What are your first musical memories?
I came from a happy, musical family. We had a piano and state of the art record player in the house, which my dad still has. I chose the record player over the instrument. From then on, my future was assured. I just naturally took to the record player and discovered I had a knack for making people dance. It’s what I’ve done ever since.
What were the records that first appealed to you?
I liked everything. My dad’s old doo-wop records, my dad’s jazz records, early Marvin Gaye, Aretha, the Faces – the greats. Jagger, Beatles, the Spencer Davis Group – all things Motown really. Northern Soul. That’s my background but I’ve lived through everything – disco, early hip hop, electro, house, drum n bass – I’ve always been open minded and liked the best elements of any musical genre I’ve been exposed to.
I’m fortunate enough to have lived it all and to be still living it now.
Where did you first DJ?
I DJed for years without being paid. I spent more years being unfamous and not being paid than I have for being recognised for what I do. My first gig would have been around ’78/79.
How did pirate radio shape you?
Pirate radio was great. There were a few people like me who were dissatisfied with what we were hearing on the radio, not hearing enough black music. Rather than sit back and moan we set about doing something about it. We set up our own pirate radio station called Kiss FM and the rest is history I guess. I have nothing to do with it now but in the beginning it was fantastic and a platform for many of my peer group DJs to make their mark – people like Jazzie B from Soul II Soul, Trevor Nelson, Judge Jules, Danny Rampling, Pete Tong, Tim Westwood – many of those guys are still around smashing it to this day. It was a great training school.
Do you remember what’s the plan with the party that was held in St John’s in Hackney?
It’s the first time in 30-odd years that we’re upping sticks and moving east. It’s not a decision we’ve taken lightly. If we could have stayed at carnival we would be there but there was physically nowhere for us to play. Until that’s resolved we’re wandering nomads – so the next best place is for us to bring carnival elements and the good times vibe to the centre of London club culture. Which is in East London in Hackney. It’s an amazing venue – we’re going to dress it as best we can and bring a version of the Good Times bus and wall in there – all the best elements from what we did on the streets.

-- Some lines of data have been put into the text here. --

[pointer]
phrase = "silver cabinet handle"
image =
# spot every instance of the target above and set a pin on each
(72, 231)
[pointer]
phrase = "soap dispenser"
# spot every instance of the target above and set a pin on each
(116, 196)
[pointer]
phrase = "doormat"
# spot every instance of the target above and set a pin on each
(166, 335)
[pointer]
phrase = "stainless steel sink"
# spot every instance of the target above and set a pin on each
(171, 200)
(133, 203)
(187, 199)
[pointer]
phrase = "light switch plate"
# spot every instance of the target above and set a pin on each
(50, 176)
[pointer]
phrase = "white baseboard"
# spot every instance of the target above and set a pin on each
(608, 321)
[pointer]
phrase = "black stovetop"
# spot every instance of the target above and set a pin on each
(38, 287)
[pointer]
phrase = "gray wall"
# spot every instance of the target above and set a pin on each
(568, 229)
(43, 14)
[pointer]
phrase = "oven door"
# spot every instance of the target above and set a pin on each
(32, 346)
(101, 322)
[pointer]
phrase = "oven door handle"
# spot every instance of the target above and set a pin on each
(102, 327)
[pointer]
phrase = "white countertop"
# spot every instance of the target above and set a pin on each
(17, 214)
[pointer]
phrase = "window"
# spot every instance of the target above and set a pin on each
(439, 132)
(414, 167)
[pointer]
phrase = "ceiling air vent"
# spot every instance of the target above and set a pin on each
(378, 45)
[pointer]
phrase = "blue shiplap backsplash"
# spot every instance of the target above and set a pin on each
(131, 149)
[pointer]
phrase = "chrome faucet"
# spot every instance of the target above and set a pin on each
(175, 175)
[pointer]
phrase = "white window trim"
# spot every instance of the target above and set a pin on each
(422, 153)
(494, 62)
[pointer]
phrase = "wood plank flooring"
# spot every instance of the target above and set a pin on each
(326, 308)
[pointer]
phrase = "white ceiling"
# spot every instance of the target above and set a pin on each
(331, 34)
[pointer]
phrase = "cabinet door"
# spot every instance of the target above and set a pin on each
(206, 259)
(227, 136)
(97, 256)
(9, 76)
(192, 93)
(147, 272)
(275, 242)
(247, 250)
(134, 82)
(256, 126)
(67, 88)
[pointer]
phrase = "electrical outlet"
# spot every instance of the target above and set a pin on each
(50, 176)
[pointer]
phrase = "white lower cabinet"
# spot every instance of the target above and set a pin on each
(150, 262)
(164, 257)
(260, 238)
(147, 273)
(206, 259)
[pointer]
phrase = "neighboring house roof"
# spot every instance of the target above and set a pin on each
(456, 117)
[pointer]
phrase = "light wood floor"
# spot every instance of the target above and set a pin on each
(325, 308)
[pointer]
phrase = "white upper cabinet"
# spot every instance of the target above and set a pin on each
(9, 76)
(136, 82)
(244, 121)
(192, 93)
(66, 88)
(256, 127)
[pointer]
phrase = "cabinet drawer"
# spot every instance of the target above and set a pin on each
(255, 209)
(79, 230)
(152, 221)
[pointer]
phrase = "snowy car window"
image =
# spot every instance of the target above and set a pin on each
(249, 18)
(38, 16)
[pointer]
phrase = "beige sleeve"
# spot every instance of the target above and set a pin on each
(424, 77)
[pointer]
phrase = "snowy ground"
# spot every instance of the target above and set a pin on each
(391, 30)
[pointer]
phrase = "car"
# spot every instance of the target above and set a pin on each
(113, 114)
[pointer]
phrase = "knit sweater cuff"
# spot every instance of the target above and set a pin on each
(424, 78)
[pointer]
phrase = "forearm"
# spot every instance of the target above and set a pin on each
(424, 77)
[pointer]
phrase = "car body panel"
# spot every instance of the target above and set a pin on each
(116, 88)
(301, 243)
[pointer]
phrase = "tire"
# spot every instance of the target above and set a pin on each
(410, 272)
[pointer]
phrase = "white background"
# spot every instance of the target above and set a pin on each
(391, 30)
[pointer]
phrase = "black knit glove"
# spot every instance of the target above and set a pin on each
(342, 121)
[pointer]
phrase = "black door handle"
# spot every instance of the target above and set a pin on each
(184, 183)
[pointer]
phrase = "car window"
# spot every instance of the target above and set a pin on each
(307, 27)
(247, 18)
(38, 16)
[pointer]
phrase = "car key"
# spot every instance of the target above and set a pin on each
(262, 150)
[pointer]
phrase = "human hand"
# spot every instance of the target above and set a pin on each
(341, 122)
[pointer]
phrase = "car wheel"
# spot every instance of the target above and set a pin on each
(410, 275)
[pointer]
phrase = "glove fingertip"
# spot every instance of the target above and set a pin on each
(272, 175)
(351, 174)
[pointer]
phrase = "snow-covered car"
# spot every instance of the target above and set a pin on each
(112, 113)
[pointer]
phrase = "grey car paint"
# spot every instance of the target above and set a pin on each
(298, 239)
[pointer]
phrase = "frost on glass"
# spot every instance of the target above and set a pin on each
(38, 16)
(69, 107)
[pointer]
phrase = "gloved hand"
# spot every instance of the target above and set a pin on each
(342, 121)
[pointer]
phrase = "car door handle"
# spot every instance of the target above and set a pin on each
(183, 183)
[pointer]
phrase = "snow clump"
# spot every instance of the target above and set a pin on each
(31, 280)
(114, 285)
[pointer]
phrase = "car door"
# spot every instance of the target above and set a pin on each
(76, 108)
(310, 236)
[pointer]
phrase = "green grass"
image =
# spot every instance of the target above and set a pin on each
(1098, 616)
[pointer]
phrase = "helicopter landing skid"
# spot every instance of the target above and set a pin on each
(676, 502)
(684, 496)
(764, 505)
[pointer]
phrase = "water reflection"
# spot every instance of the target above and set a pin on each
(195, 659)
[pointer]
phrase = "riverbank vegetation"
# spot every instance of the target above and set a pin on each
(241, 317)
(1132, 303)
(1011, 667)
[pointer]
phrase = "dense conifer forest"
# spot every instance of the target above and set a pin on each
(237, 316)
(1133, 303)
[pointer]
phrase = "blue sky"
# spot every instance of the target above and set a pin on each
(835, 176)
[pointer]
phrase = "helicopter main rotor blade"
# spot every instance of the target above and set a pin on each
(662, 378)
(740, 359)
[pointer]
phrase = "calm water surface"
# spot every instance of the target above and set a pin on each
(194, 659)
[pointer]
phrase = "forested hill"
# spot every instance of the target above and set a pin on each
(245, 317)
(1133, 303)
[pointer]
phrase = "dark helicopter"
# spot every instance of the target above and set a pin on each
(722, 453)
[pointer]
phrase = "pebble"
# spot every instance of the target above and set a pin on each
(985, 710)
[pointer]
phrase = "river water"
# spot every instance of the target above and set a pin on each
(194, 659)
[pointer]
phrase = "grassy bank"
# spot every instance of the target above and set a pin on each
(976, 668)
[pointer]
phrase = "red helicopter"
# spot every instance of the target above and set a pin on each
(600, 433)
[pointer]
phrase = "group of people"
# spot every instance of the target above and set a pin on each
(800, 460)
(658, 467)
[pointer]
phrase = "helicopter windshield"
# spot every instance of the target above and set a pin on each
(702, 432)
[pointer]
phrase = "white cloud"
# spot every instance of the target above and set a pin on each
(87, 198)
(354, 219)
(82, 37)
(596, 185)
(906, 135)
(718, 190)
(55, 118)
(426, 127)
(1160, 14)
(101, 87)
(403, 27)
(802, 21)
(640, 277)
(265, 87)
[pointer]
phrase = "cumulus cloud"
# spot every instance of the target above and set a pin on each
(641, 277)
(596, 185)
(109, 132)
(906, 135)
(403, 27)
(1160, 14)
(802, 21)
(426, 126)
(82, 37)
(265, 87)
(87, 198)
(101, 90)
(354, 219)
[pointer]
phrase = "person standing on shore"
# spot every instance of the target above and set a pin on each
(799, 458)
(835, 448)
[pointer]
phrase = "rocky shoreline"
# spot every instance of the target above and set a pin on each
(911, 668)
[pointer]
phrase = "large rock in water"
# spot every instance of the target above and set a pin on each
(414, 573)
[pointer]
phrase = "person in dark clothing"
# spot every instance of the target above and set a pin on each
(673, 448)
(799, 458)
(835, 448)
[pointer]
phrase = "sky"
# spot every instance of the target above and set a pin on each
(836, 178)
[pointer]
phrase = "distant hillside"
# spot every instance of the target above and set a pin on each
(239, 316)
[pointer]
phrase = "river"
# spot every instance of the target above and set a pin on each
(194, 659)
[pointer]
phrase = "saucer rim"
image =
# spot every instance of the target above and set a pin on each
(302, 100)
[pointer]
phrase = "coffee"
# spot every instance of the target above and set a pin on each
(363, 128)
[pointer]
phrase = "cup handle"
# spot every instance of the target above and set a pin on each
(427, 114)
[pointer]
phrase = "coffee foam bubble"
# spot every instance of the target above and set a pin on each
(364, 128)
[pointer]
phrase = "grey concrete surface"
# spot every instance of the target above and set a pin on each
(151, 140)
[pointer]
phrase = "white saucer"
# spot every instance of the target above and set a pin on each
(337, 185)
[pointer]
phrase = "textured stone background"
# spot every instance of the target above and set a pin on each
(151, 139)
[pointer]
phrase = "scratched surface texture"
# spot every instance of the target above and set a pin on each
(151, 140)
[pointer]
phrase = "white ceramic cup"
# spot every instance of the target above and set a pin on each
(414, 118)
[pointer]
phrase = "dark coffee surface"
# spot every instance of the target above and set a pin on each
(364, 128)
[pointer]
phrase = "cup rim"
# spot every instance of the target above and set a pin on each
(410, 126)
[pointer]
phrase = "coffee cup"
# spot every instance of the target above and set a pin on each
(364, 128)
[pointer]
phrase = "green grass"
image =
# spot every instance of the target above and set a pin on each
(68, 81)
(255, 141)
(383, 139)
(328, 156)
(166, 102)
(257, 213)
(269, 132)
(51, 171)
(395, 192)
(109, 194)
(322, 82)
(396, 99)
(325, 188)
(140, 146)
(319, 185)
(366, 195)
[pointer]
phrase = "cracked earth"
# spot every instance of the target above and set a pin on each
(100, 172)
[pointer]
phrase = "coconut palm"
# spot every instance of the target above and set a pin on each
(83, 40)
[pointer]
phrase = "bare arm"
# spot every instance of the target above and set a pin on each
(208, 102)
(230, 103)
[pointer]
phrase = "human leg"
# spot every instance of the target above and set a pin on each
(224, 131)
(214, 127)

How did you find the venue?
We’ve been scouting for the right venue for some time and this seemed like a natural fit. I can’t think of a better use to put a church to than hold a party in it. So we’re going to turn it into a good times cathedral of sound. I’m all about creating a future for ourselves.
What else is in store for Good Times?
We’ve got a compilation album, the first in three or four years, coming out in October with some choice rare reggae, Trojan tracks, mid-80s boogie – they’re drawn from the Good Times archives. It’s entry level feel-good music and the precursor to another comp next year.
What have been the best gigs of late?
Camp Bestival was amazing – I made my debut there earlier this year. Plus we’ve got Bestival on the Isle of Wight coming up. The weather has been shit this year but personally as a DJ it’s been great. Crowds have shown me a lot of love and it’s reciprocated.
Is London in good health for going out?
From ground level on the street, it’s never been healthier and expanding at a rate of knots. At the same time, there is a cloud of doom hanging over it with the powers that be regenerating and the big cities closing live venues and clubs. All that will do is make people find other ways to party. You’ll never stop the party.
What advice to do you have for new DJs?
Be patient as your time will come. Whenever you’re knocked back just remember that. Keep your eyes on the prize and you’ll be rewarded in the end.